VIP Model Call Girls Shikrapur ( Pune ) Call ON 8005736733 Starting From 5K t...
VIP Model Call Girls Shikrapur ( Pune ) Call ON 8005736733 Starting From 5K t...VIP Model Call Girls Shikrapur ( Pune ) Call ON 8005736733 Starting From 5K t...
VIP Model Call Girls Shikrapur ( Pune ) Call ON 8005736733 Starting From 5K t...
 
VIP Model Call Girls Narhe ( Pune ) Call ON 8005736733 Starting From 5K to 25...

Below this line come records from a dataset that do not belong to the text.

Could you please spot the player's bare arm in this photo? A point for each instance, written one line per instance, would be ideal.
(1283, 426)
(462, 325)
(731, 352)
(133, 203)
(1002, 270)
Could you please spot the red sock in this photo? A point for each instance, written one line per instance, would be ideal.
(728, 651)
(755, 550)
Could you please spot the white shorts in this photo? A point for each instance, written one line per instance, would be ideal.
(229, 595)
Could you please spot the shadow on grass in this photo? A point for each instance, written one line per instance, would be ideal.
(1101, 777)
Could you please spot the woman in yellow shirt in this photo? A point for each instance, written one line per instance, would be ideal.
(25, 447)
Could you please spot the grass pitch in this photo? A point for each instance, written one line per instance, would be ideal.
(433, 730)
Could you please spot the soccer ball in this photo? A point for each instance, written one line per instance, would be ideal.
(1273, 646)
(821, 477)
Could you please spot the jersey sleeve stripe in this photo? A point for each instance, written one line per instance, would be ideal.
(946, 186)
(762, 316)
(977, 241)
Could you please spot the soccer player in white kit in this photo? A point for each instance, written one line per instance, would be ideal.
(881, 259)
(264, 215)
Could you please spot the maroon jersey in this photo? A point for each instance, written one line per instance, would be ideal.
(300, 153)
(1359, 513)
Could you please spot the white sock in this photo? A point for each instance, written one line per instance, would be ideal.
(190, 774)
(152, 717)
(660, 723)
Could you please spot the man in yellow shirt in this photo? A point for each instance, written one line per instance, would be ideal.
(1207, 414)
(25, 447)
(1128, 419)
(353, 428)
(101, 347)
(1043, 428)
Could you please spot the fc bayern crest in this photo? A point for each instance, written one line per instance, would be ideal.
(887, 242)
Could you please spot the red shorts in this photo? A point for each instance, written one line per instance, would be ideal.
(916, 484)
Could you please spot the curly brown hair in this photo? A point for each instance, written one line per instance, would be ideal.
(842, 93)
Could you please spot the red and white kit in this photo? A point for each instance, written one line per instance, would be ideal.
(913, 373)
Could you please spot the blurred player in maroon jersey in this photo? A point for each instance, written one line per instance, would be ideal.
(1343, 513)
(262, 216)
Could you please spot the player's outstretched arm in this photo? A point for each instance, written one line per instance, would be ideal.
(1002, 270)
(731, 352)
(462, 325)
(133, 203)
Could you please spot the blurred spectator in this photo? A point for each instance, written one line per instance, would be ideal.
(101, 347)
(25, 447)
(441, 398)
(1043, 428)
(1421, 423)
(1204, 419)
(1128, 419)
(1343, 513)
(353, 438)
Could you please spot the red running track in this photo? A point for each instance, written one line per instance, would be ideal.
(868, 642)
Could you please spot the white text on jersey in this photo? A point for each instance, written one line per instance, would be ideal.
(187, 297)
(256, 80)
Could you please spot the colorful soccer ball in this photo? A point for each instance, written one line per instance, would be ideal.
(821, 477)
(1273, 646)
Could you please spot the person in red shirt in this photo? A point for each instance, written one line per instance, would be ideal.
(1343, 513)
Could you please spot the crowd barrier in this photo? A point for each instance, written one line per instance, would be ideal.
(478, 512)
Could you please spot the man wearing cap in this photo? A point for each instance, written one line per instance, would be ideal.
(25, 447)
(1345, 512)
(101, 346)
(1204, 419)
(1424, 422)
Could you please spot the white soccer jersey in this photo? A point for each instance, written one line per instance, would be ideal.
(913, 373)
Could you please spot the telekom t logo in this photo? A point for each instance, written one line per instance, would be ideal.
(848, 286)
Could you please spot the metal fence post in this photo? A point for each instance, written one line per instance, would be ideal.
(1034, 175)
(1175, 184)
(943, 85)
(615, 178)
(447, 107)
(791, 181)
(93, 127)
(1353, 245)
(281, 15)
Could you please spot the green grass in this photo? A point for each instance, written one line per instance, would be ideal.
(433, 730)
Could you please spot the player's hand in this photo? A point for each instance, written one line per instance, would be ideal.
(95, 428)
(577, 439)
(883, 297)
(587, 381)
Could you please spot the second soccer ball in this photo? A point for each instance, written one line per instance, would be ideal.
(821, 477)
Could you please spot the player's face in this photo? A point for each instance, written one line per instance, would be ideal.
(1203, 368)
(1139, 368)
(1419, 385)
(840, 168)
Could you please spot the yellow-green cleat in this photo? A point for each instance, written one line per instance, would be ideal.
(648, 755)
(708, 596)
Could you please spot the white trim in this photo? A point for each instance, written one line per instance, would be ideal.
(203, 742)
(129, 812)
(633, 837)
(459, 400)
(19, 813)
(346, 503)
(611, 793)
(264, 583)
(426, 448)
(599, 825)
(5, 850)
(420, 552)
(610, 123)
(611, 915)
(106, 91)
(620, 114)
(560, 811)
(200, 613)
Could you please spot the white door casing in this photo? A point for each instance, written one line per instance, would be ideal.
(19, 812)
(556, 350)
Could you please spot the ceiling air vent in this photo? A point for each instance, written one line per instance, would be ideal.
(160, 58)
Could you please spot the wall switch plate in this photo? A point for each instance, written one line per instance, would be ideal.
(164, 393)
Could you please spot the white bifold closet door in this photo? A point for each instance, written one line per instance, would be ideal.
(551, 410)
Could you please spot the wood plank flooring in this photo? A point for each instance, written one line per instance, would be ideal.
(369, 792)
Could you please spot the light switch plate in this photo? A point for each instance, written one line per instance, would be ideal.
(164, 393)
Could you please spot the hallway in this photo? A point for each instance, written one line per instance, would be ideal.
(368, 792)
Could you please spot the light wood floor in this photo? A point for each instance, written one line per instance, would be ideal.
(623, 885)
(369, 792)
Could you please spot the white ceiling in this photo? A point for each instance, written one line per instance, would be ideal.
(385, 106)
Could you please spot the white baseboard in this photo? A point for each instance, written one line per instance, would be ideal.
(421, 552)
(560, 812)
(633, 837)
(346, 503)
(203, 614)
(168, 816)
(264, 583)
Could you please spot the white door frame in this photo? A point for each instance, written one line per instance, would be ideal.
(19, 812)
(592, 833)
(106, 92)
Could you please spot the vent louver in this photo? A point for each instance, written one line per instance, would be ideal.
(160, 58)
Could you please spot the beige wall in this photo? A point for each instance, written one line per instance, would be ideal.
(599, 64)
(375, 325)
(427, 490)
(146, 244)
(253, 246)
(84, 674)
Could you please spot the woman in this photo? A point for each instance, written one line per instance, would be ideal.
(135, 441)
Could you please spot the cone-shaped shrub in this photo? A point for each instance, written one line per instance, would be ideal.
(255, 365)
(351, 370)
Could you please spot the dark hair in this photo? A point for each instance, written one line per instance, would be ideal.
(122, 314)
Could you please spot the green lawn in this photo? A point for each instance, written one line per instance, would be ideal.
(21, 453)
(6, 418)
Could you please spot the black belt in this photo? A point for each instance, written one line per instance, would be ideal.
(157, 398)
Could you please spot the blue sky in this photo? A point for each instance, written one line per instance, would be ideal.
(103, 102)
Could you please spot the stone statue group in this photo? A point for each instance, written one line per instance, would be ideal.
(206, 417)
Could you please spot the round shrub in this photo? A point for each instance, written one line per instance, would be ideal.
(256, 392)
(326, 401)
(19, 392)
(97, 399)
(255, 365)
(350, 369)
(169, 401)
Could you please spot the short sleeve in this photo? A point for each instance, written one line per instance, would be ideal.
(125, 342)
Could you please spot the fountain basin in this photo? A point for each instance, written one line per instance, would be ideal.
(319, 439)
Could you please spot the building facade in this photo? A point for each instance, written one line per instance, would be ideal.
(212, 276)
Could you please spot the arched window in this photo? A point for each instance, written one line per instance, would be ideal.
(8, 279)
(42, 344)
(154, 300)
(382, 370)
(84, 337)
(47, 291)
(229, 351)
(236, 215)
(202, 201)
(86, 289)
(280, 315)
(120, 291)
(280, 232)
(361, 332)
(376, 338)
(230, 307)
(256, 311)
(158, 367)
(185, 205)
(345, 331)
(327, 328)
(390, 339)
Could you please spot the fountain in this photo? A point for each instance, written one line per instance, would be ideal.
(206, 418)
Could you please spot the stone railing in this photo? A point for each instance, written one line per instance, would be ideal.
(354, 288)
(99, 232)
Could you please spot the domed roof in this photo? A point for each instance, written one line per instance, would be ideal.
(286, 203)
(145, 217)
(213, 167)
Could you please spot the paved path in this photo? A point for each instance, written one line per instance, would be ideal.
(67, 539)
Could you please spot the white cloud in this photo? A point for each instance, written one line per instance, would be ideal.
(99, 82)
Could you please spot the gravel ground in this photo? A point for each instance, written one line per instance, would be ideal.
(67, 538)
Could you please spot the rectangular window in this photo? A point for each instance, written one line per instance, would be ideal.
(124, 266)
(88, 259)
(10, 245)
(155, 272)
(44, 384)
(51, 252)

VIP Model Call Girls Narhe ( Pune ) Call ON 8005736733 Starting From 5K to 25...VIP Model Call Girls Narhe ( Pune ) Call ON 8005736733 Starting From 5K to 25...
VIP Model Call Girls Narhe ( Pune ) Call ON 8005736733 Starting From 5K to 25...
 
Just Call Vip call girls Wardha Escorts ☎️8617370543 Starting From 5K to 25K ...
Just Call Vip call girls Wardha Escorts ☎️8617370543 Starting From 5K to 25K ...Just Call Vip call girls Wardha Escorts ☎️8617370543 Starting From 5K to 25K ...
Just Call Vip call girls Wardha Escorts ☎️8617370543 Starting From 5K to 25K ...
 
Tuvalu Coastal Adaptation Project (TCAP)
Tuvalu Coastal Adaptation Project (TCAP)Tuvalu Coastal Adaptation Project (TCAP)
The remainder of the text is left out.